Virgil Sălișcan

Personal information
- Nationality: Romania
- Born: 26 May 1984 (age 42) Ploiești, Romania
- Height: 1.85 m (6 ft 1 in)
- Weight: 75 kg (165 lb)

Fencing career
- Sport: Fencing
- Weapon: Foil
- Hand: Left-handed
- Club: CSA Steaua București
- Head coach: Romică Molea
- Retired: 2013
- FIE ranking: ranking

= Virgil Sălișcan =

Romanian fencer (born 1984)

Virgil Sălișcan (born 26 May 1984 in Ploiești) is a Romanian foil fencer.

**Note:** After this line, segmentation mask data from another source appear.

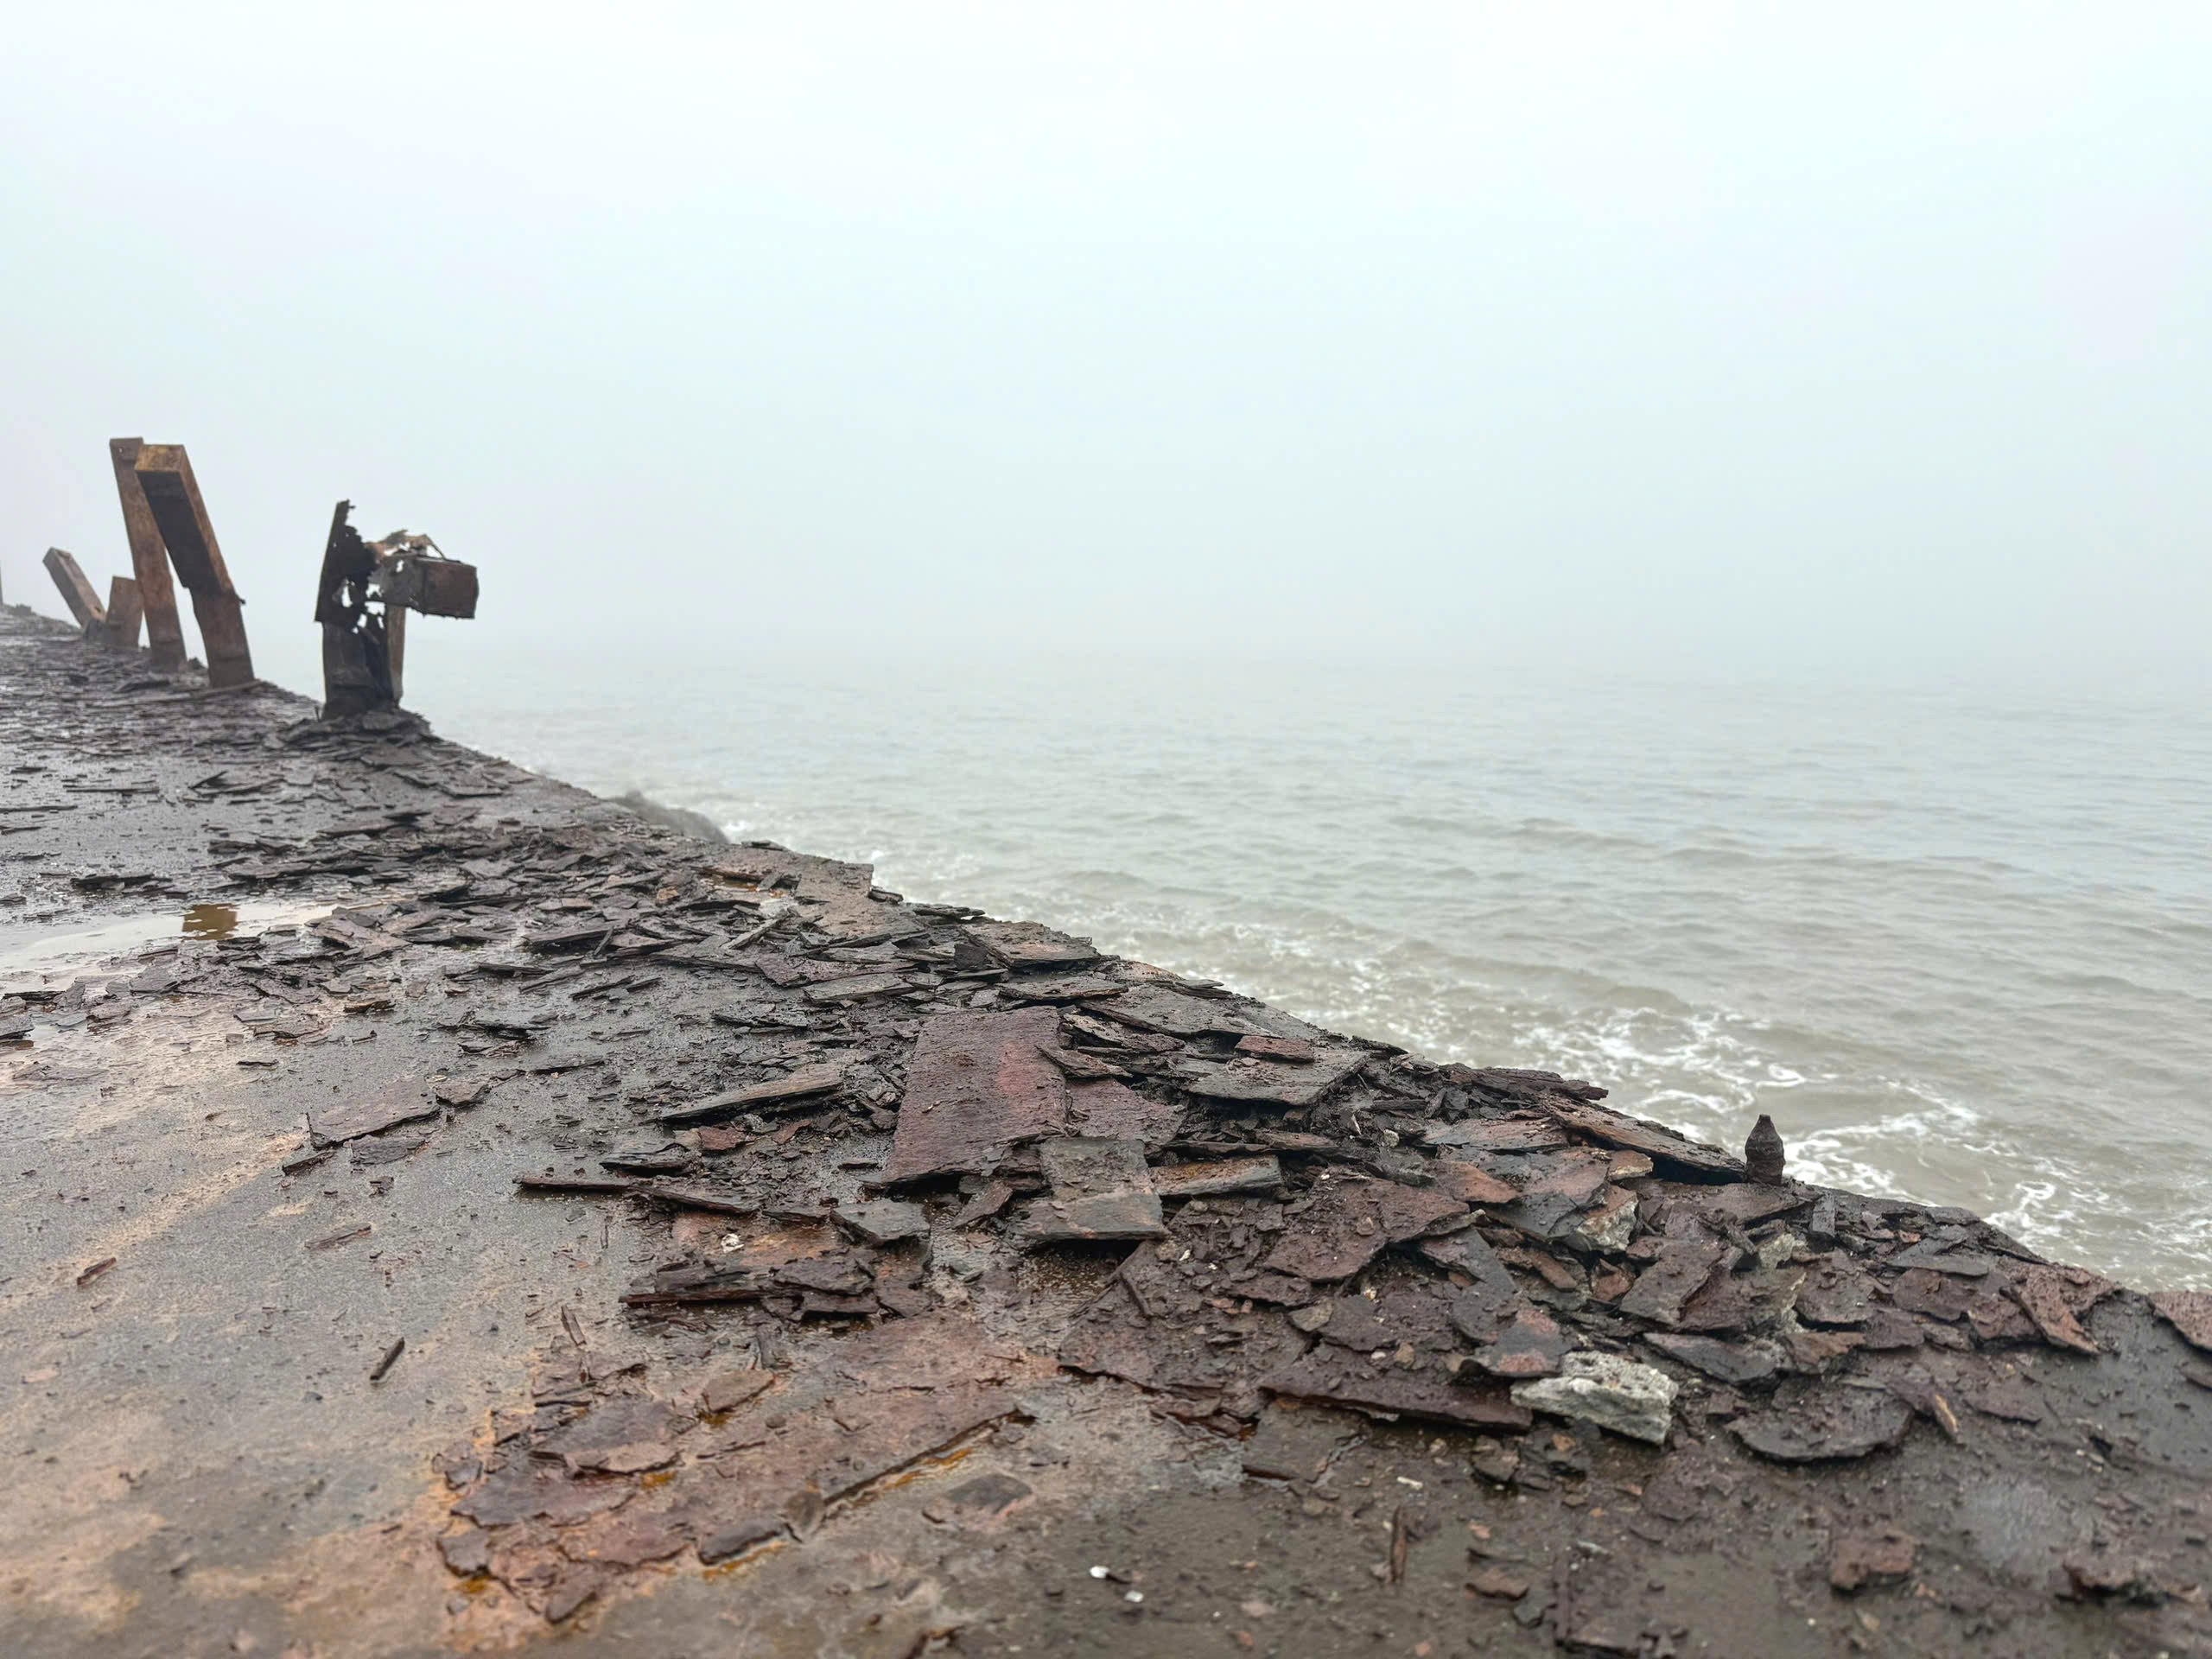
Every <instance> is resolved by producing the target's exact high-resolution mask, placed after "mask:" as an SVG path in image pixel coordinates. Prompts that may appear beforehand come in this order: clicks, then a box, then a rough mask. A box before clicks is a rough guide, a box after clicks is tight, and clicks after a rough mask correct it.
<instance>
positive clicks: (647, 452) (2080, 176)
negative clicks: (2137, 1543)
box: [0, 0, 2212, 688]
mask: <svg viewBox="0 0 2212 1659" xmlns="http://www.w3.org/2000/svg"><path fill="white" fill-rule="evenodd" d="M2208 49H2212V7H2205V4H2201V0H2199V2H2192V4H2177V7H2148V4H2077V7H2033V4H2020V0H2008V2H2006V4H1989V7H1980V4H1933V7H1931V4H1911V7H1847V9H1838V7H1807V4H1783V7H1677V4H1670V7H1652V4H1630V7H1617V9H1615V7H1593V4H1573V7H1553V4H1544V7H1537V4H1531V7H1478V4H1453V7H1433V9H1391V7H1203V4H1188V2H1186V4H1166V7H1146V4H1119V2H1117V4H1113V7H1099V4H1086V7H1037V4H1015V7H982V9H971V7H945V4H933V7H931V4H896V7H856V4H821V7H790V4H779V7H732V4H697V7H688V4H686V7H679V4H659V7H655V4H624V7H577V4H557V2H555V4H531V7H489V4H484V7H467V4H451V2H447V4H434V7H416V4H394V2H389V0H380V2H378V4H374V7H276V4H270V7H228V4H192V7H177V4H173V2H170V4H161V7H148V9H135V7H66V4H44V7H15V9H11V18H9V22H7V27H4V42H0V257H4V270H7V290H4V292H7V303H4V305H0V573H4V582H7V593H9V597H15V599H20V597H27V595H31V597H35V602H38V604H40V606H42V608H53V595H51V591H49V586H46V580H44V575H42V573H40V571H38V555H40V553H42V551H44V546H46V544H49V542H58V544H62V546H69V549H73V551H75V553H77V557H80V560H82V562H84V566H86V568H88V571H91V573H93V577H95V582H97V584H102V586H104V584H106V575H111V573H115V571H122V568H126V551H124V540H122V522H119V515H117V507H115V491H113V478H111V473H108V462H106V440H108V438H111V436H117V434H137V436H146V438H148V440H181V442H186V445H188V447H190V451H192V460H195V467H197V471H199V480H201V487H204V491H206V495H208V504H210V511H212V515H215V524H217V531H219V535H221V540H223V549H226V553H228V560H230V568H232V573H234V575H237V582H239V586H241V591H243V593H246V597H248V622H250V626H252V633H254V648H257V657H259V661H261V666H263V670H265V672H270V675H274V677H283V679H288V681H292V684H296V686H303V688H305V686H310V684H312V679H314V666H312V664H314V633H312V628H310V626H307V611H310V604H312V580H314V564H316V555H319V551H321V538H323V529H325V524H327V515H330V502H332V500H334V498H338V495H352V498H354V500H356V502H358V504H361V520H363V526H365V529H367V531H369V533H380V531H385V529H392V526H396V524H407V526H416V529H429V531H431V533H434V535H438V540H440V542H442V544H445V546H447V549H449V551H451V553H456V555H462V557H473V560H476V562H480V564H482V568H484V617H482V619H480V622H478V624H471V626H473V628H476V637H478V641H482V644H484V646H487V648H511V646H518V644H520V641H526V639H531V637H533V633H540V630H555V633H560V635H562V637H571V639H573V637H580V635H582V633H584V630H588V628H604V630H608V633H611V635H613V637H617V639H619V641H624V644H630V646H635V644H639V641H644V639H661V637H666V639H670V641H672V644H686V646H692V644H712V646H717V648H728V650H732V653H748V655H754V653H763V650H779V648H785V646H790V644H794V641H796V644H803V646H807V648H814V650H832V653H845V650H856V653H885V650H898V653H925V650H929V653H945V650H951V653H953V655H975V657H987V655H991V653H1000V650H1046V653H1108V650H1130V653H1137V650H1141V653H1186V650H1194V648H1203V650H1210V653H1234V655H1265V653H1327V655H1329V657H1345V655H1360V653H1374V650H1383V653H1389V655H1431V657H1442V659H1469V657H1489V659H1498V657H1506V659H1515V661H1562V664H1564V661H1568V659H1571V657H1582V659H1588V661H1604V659H1626V661H1635V664H1657V666H1672V664H1690V666H1712V668H1719V670H1730V668H1732V666H1750V668H1765V666H1772V664H1776V661H1783V664H1820V661H1834V664H1845V666H1856V664H1876V666H1882V668H1896V670H1900V672H1902V670H1911V668H1924V666H1927V664H1931V661H1944V664H1958V666H1960V668H1964V670H1989V672H2013V670H2022V668H2028V670H2033V668H2037V666H2039V664H2055V666H2062V668H2066V670H2068V672H2075V675H2088V677H2093V679H2095V677H2099V675H2115V677H2121V679H2126V677H2132V675H2137V672H2139V670H2141V668H2143V666H2146V664H2150V666H2161V668H2163V670H2179V672H2185V675H2188V672H2201V670H2203V653H2205V639H2208V635H2212V465H2208V456H2212V281H2208V279H2212V117H2208V111H2212V51H2208ZM445 626H451V624H445ZM449 641H451V644H449ZM436 648H438V650H460V648H462V646H460V644H458V639H453V637H449V635H440V639H438V646H436Z"/></svg>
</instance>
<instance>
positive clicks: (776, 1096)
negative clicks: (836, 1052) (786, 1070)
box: [661, 1064, 845, 1124]
mask: <svg viewBox="0 0 2212 1659" xmlns="http://www.w3.org/2000/svg"><path fill="white" fill-rule="evenodd" d="M843 1082H845V1068H843V1066H836V1064H816V1066H801V1068H799V1071H794V1073H790V1075H787V1077H768V1079H763V1082H757V1084H743V1086H739V1088H732V1091H728V1093H721V1095H714V1097H712V1099H701V1102H692V1104H690V1106H677V1108H675V1110H668V1113H661V1121H664V1124H708V1121H712V1119H717V1117H737V1115H739V1113H768V1110H781V1108H785V1106H792V1104H796V1102H805V1099H812V1097H816V1095H830V1093H834V1091H836V1088H838V1086H841V1084H843Z"/></svg>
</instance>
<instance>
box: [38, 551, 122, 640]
mask: <svg viewBox="0 0 2212 1659" xmlns="http://www.w3.org/2000/svg"><path fill="white" fill-rule="evenodd" d="M46 575H51V577H53V586H58V588H60V591H62V604H66V606H69V615H73V617H75V619H77V626H80V628H84V633H86V637H91V635H93V630H95V628H100V626H102V624H104V622H106V619H108V613H106V611H102V608H100V595H97V593H93V584H91V582H86V580H84V571H80V568H77V562H75V560H73V557H71V555H69V553H64V551H62V549H58V546H49V549H46Z"/></svg>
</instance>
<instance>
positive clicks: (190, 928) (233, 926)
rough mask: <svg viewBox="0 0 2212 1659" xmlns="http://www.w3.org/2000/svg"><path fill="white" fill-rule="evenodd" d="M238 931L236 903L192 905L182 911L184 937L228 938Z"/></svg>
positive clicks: (238, 917)
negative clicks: (185, 909) (183, 913)
mask: <svg viewBox="0 0 2212 1659" xmlns="http://www.w3.org/2000/svg"><path fill="white" fill-rule="evenodd" d="M237 931H239V907H237V905H192V907H190V909H186V911H184V936H186V938H230V936H232V933H237Z"/></svg>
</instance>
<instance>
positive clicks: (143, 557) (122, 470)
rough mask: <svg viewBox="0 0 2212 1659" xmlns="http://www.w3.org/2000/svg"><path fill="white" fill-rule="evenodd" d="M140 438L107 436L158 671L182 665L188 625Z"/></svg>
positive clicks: (138, 585)
mask: <svg viewBox="0 0 2212 1659" xmlns="http://www.w3.org/2000/svg"><path fill="white" fill-rule="evenodd" d="M139 449H144V440H142V438H108V458H111V460H113V462H115V493H117V495H119V498H122V504H124V535H128V538H131V573H133V575H135V577H137V588H139V604H142V606H144V611H146V644H148V646H150V648H153V666H155V672H161V675H173V672H177V670H179V668H184V624H179V622H177V591H175V588H173V586H170V580H168V551H166V549H164V546H161V529H159V526H157V524H155V522H153V509H150V507H148V504H146V491H144V489H139V480H137V458H139Z"/></svg>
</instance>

Saliscan is a member of CSA Steaua in Bucharest and is coached by Molea Romica. He earned a bronze medal at the 2002 Junior European Championships in Conegliano and reached a quarter-final at the 2003 Junior World Championships in Trapani. That same season, he began fencing in the senior category. He qualified for the 2008 Summer Olympics in Beijing by earning a bronze medal in the qualifying tournament in Lisbon. where he competed in the individual foil event. He lost the first preliminary match to Great Britain's Richard Kruse, with a score of 6–15.

Sălișcan retired from competition after the 2012–13 season and became a coach at CSA Steaua.